Mais malgré tout, ou à cause de cela, le Tazié a atteint une qualité esthétique indéniable: si dans certains villages le Tazié est toujours joué par de vrais amateurs -- des villageois qui improvisent, une fois par an -- dans d’autres villages et dans les grandes villes on recourt souvent à des “professionnels”: en fait ce sont aussi des amateurs, qui exercent tous une autre profession: fonctionnaire, commerçant, etc, mais qui travaillent leur voix, et apprennent sérieusement leurs rôles. Les habitants du village de Bazargan préfèrent louer, cher, les services d’une troupe professionnelle. Est-ce qu’il ne vaudrait pas mieux distribuer cette somme aux pauvres? “On en discute”, reconnaît Mohammed Ilkhani, l’un des responsables de la “Heyat” (association) du village; “mais la majorité pense que c’est mieux avec les professionnels, cela fait plus d’impression sur les croyants”.

Mais le village voisin, et “rival”, de Meched, de l’autre côté de la vallée, recourt uniquement à des amateurs qui jouent dans un grand “tekié” tout neuf: il a été construit il y a 4 ans grâce à la générosité d’un de ses habitants, qui a donné une somme colossale -- cent millions de rials (environ 40.000 $) -- pour faire construire ce “tekié” qui ne sert que quelques semaines par an. Les deux villages -- en fait, l’un est une excroissance de l’autre, et leurs habitants sont tous parents --  ne cessent de rivaliser:   l’un s’enorgueillit d’avoir un “tekié” très ancien... il remonterait au 12° siècle. L’autre d’en avoir un très grand et tout neuf... Cette rivalité se retrouve dans tout l’Iran, jusque dans les quartiers de la capitale, où chaque “heyat” (association) rivalise avec les autres: c’est à qui portera les étendards les plus lourds, à qui organisera les plus belles processions, tout cela dans un seul but -- c’est à qui fera le plus pleurer la mémoire de Hussain.

Histoire du Tazié

Paradoxalement, on ne sait pas exactement à quelle époque les cérémonies commémorant la mort de l’imam Hussain se sont transformées en un véritable théâtre: ce que l’on sait, c’est que très tôt les Chiites ont organisé des cérémonies pour commémorer la tragédie de Karbala: c’est ainsi que l’historien arabe Ibn Kathir (mort en 1396) a décrit avec beaucoup de répulsion -- il était manifestement un Sunnite orthodoxe -- les processions organisées par les sultans Bouyides de Bagdad le jour de l’Achoura:

“Le jour de l’Achoura de 973, le sultan Mouiz ad Dola ibn Buwayh, que Dieu le disgrâce, a fait fermer les marchés et a donné l’ordre que les femmes s’habillent de robes de laine grossière, et qu’elles aillent dans la rue le visage découvert et leurs cheveux défaits, se frappant le visage et pleurant sur Hussain ibn Ali... Les gens de la Sunna n’ont pas pu empêcher ce spectacle à cause du grand nombre de Chiites et de leur pouvoir croissant, et parce que le Sultan était de leur côté”....

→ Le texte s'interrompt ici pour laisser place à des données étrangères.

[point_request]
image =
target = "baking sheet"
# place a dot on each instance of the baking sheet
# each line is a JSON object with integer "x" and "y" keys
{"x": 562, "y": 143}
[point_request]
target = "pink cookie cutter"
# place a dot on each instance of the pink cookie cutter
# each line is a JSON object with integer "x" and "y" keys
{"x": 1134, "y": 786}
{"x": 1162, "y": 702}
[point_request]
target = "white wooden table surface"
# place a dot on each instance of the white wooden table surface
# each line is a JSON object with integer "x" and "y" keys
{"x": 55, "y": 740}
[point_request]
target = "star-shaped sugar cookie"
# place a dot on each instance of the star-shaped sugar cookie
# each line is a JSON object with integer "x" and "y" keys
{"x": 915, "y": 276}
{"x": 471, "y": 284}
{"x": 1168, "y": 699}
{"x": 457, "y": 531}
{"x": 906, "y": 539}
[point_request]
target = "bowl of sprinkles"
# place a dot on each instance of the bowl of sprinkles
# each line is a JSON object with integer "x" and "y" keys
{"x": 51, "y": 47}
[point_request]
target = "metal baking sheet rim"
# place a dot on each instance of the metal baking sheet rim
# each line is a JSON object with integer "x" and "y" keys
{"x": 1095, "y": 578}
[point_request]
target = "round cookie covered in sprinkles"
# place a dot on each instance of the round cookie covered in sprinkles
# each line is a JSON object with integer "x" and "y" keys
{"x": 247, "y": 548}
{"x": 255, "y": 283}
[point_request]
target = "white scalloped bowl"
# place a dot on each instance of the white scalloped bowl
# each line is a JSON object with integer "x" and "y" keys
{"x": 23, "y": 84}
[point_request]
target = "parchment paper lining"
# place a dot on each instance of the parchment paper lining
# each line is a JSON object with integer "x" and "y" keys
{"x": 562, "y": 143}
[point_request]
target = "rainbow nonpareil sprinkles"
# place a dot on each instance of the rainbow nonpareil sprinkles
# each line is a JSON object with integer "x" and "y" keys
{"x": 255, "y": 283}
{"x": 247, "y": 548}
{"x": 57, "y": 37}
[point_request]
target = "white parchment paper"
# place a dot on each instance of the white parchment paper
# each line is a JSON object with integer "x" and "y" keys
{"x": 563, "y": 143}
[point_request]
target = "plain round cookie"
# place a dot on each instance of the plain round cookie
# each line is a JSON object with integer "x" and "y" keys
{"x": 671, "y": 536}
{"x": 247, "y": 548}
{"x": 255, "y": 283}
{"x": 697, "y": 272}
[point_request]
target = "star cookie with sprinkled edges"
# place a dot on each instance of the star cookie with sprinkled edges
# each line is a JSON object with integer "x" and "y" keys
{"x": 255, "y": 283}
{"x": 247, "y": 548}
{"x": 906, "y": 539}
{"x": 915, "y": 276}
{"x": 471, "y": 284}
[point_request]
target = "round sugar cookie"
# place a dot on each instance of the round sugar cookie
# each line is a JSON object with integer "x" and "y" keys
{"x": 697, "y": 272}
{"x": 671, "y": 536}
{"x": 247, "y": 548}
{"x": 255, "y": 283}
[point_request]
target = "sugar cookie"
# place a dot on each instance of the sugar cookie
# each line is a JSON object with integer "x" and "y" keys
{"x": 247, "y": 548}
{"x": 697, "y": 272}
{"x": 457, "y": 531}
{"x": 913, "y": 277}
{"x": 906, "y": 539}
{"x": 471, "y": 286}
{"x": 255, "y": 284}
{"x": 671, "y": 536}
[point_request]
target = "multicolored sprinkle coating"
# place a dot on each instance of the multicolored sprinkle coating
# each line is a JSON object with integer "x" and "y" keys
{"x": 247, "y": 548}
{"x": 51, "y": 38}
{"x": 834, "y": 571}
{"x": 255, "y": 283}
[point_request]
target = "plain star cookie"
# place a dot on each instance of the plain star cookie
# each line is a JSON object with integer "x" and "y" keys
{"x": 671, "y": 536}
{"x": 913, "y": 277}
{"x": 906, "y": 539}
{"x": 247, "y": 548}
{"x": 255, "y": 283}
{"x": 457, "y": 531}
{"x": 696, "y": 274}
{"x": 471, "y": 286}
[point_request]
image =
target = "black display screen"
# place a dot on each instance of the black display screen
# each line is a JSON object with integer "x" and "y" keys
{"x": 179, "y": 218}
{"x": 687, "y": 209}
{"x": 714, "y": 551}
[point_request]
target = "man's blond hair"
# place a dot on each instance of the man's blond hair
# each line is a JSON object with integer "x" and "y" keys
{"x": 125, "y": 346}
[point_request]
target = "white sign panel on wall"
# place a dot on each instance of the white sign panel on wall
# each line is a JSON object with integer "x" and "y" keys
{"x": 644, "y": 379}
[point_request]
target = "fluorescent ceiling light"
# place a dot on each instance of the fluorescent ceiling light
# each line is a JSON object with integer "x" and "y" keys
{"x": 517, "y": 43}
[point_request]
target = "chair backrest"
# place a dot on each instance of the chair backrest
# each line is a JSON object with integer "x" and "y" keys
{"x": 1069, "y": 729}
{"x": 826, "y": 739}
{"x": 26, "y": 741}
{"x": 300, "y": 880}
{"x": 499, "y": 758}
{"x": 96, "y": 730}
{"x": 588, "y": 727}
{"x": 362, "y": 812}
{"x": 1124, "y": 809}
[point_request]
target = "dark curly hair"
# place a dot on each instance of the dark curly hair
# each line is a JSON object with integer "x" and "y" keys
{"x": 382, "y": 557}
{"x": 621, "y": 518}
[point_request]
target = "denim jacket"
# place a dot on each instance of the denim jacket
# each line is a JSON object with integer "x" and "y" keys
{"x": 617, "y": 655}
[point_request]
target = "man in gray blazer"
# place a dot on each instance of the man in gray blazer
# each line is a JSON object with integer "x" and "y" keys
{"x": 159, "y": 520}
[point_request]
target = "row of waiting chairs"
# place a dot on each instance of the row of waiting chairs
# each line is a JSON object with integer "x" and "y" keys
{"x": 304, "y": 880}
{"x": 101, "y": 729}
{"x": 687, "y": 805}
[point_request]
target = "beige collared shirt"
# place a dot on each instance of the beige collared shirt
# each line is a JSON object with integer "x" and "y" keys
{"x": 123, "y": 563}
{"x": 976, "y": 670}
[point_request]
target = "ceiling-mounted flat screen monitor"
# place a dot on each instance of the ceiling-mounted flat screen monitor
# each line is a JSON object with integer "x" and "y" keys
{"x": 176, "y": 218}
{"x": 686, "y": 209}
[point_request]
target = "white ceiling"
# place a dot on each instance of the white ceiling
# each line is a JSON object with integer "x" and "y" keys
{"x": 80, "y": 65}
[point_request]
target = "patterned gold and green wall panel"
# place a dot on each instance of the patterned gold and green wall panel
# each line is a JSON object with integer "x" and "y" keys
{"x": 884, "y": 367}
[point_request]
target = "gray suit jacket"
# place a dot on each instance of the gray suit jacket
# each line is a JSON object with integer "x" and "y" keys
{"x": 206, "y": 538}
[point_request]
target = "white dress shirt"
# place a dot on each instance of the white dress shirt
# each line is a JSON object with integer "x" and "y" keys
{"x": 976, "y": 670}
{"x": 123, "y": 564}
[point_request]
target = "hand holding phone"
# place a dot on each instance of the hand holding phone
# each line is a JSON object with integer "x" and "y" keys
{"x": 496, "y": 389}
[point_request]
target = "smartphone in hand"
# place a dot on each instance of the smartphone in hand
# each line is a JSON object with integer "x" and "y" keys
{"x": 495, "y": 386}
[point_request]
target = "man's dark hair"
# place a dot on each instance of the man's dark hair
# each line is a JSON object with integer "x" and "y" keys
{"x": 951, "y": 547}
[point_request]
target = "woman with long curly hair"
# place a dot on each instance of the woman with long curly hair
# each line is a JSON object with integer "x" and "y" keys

Ces manifestations eurent lieu plusieurs années de suite; les Sunnites réagirent, et organisèrent des contre-processions: Chiites et Sunnites en vinrent aux mains, et il arriva que ces bagarres dégénérèrent en de sanglantes émeutes. En 984/5, selon Ibn Kathir, les Sunnites firent défiler des chars sur lesquels on voyait notamment une femme représentant Aïcha (une des femmes de Mahomet, réputée adversaire d’Ali) et les guerriers Talha et Zubair, des chefs sunnites; ne pouvant tolérer une telle “provocation” les Chiites voulurent disperser le défilé des Sunnites: les deux processions s’affrontèrent, et il y eut de nombreux morts dans les deux camps. Des incidents de ce genre se répétèrent jusqu’à l’arrivée au pouvoir des Seldjoukides, dynastie turque d’un Sunnisme fervent, au milieu du XIe° siècle.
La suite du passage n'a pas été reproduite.